EN BREF – Plusieurs associations et collectivités territoriales poursuivent leur action contre le groupe Total. Selon elles, la multinationale pétrolière ne respecte pas la loi sur le devoir de vigilance, notamment au niveau environnemental.
Elles persistent et signent. Après l’avoir mis en demeure en juin 2019, cinq associations et quatorze collectivités territoriales, dont Grenoble, assignent Total en justice. En cause : le manque d’engagements de la firme en faveur de la réduction de son impact environnemental.
Que dit la loi ?
L’action en justice repose sur la loi de mars 2017 concernant le devoir de vigilance s’appliquant aux entreprises. Qui stipule que celles-ci doivent prendre des « mesures de vigilance raisonnable propres à identifier les risques et à prévenir les atteintes graves envers les droits humains et les libertés fondamentales, la santé et la sécurité des personnes ainsi que l’environnement ».

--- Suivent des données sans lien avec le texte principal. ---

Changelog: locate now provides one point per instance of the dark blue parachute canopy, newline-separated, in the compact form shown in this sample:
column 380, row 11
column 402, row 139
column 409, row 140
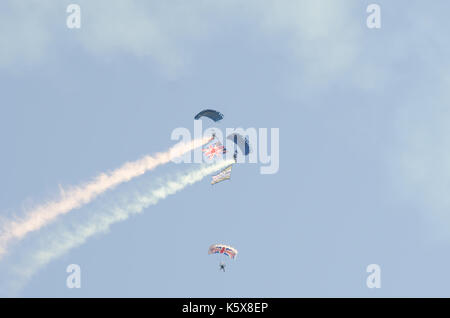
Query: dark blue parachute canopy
column 210, row 113
column 242, row 142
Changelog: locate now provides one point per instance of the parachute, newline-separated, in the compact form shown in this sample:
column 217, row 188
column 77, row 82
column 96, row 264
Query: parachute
column 241, row 142
column 227, row 250
column 224, row 174
column 210, row 113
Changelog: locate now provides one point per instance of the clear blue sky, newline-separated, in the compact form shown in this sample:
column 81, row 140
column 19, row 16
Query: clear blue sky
column 364, row 121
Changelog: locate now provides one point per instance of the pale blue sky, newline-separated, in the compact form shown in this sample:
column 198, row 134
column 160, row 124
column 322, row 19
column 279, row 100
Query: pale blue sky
column 364, row 121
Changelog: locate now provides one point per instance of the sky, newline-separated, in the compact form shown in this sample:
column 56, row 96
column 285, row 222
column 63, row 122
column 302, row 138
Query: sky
column 364, row 145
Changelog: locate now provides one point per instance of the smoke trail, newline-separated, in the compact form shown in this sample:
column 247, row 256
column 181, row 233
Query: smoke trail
column 85, row 193
column 64, row 239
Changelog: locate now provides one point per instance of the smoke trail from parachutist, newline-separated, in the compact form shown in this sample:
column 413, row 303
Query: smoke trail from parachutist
column 85, row 193
column 64, row 239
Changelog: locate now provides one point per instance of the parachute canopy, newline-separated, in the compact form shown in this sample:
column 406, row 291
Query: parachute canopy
column 242, row 142
column 223, row 249
column 210, row 113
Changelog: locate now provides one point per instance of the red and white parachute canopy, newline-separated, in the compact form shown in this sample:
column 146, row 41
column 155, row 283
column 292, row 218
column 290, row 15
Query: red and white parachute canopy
column 223, row 249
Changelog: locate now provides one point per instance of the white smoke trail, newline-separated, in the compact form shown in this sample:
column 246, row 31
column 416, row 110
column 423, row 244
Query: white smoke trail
column 85, row 193
column 63, row 239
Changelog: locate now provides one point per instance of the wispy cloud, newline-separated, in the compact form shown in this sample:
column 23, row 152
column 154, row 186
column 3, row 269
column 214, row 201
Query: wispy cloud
column 76, row 197
column 120, row 208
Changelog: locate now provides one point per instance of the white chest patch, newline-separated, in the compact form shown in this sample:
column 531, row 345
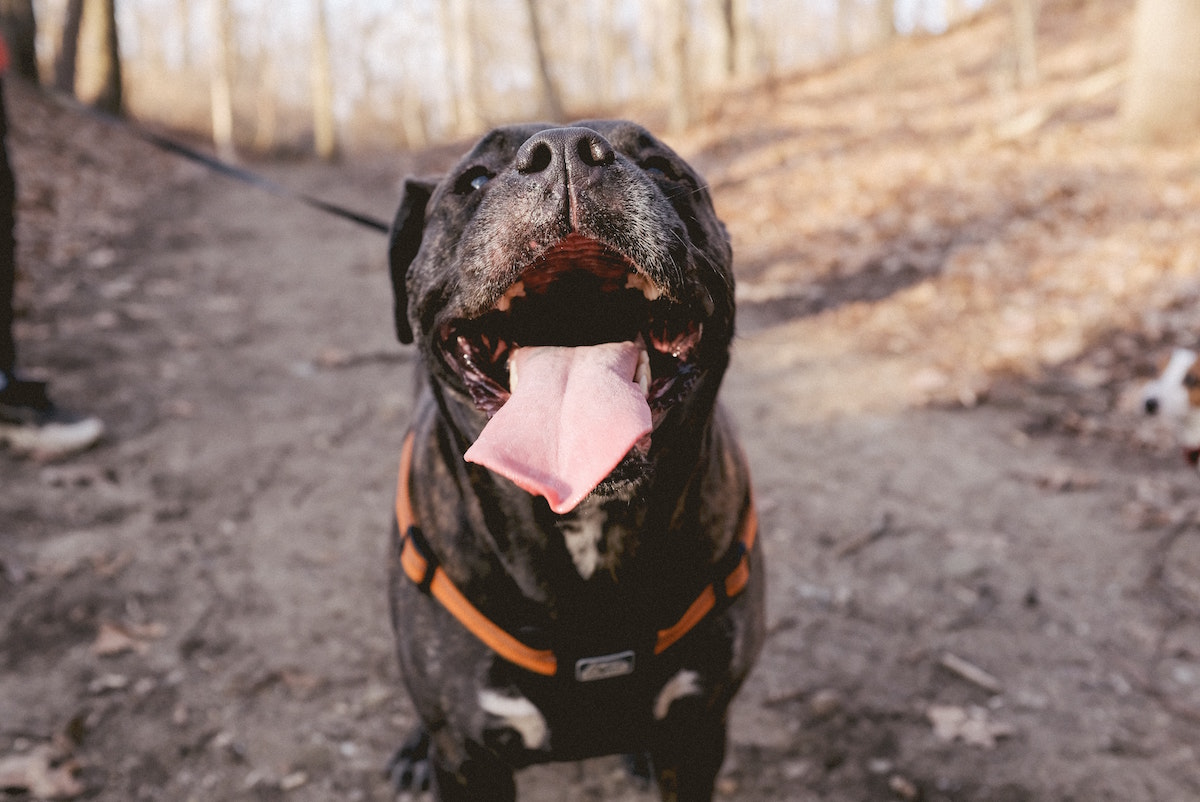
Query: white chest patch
column 582, row 533
column 685, row 683
column 517, row 712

Ces mesures comprennent une partie surveillance, avec l’obligation de fournir une cartographie des risques, une évaluation régulière de la situation de l’entreprise, de ses filiales et de sous-traitants, et un mécanisme d’alerte. Elles comportent aussi une partie exécutive, avec l’obligation de prendre des actions d’atténuation des risques et d’inclure un dispositif de suivi des mesures mises en œuvre et d’évaluation de leur efficacité. Le détail de ces mesures doit ensuite être inclus dans un plan de vigilance, au sein du rapport annuel de l’entreprise.
Rappel de la chronologie
23 octobre 2018 : le collectif d’associations et de collectivités « 1,5 C° nous sommes les territoires qui se défendent » interpellent Total sur l’absence de référence environnementale dans son plan de vigilance. Ce malgré le fait que le géant du pétrole soit responsable, à lui seul, de 1 % des émissions mondiales de gaz à effets de serre selon le rapport spécial du Giec.
14 janvier 2019 : le directeur juridique du géant pétrolier accepte l’intégration de cette problématique dans le prochain rapport annuel. Toutefois, le second plan de vigilance s’avère très décevant pour le collectif.
19 octobre 2019 : Total est mis en demeure par le collectif, qui dénonce par ailleurs « l’inaction de l’État en matière de régulation des multinationales ».
28 janvier 2020 : Face au rejet de la mise en demeure par Total, les associations et collectivités assignent la firme devant le tribunal judiciaire de Nanterre. Cela signe le premier contentieux climatique contre une multinationale de pétrole en France.
Pousser la justice à agir contre Total
« Ce contentieux est une occasion forte de mesurer la portée concrète de la loi sur le devoir de vigilance. La nécessité de passer du discours aux actes, c’est tout le message qui doit être adressé à ce groupe et à tous les acteurs », explique Florence Denier Pasquier, vice-présidente de France nature environnement, membre du collectif d’action. Les autres associations à la manœuvre sont Notre Affaire à tous, Sherpa, Zea libérons l’océan et les Éco maires.
Côté collectivités, Éric Piolle dénonçait déjà, lors de la mise en demeure de 2019, l’impact négatif du changement climatique sur le territoire des Alpes et déclarait : « Ensemble, nous avons aussi la responsabilité de pousser les plus gros émetteurs de gaz à effets de serre à montrer l’exemple. »
Une commune empêchée de se joindre à l’action par la préfecture de l’Isère
À noter également que la préfecture de l’Isère s’était opposée, en décembre dernier, à la décision de la commune de Champneuville de se joindre à l’action contre Total. Le maire se défendait : « Notre délibération n’est pas une délibération militante ni politique mais bien une délibération citoyenne. L’action de notre commune se substitue aux manquements de l’État qui laisse les plus gros émetteurs de GES ne pas respecter leur devoir de vigilance. »
La balle est maintenant dans le camp de la justice. Selon la décision du tribunal, Total pourrait être dans l’obligation d’intégrer un plan détaillé de vigilance à son bilan annuel. Elle pourrait même devoir rembourser les dégâts environnementaux causés par le non-respect de son devoir de vigilance.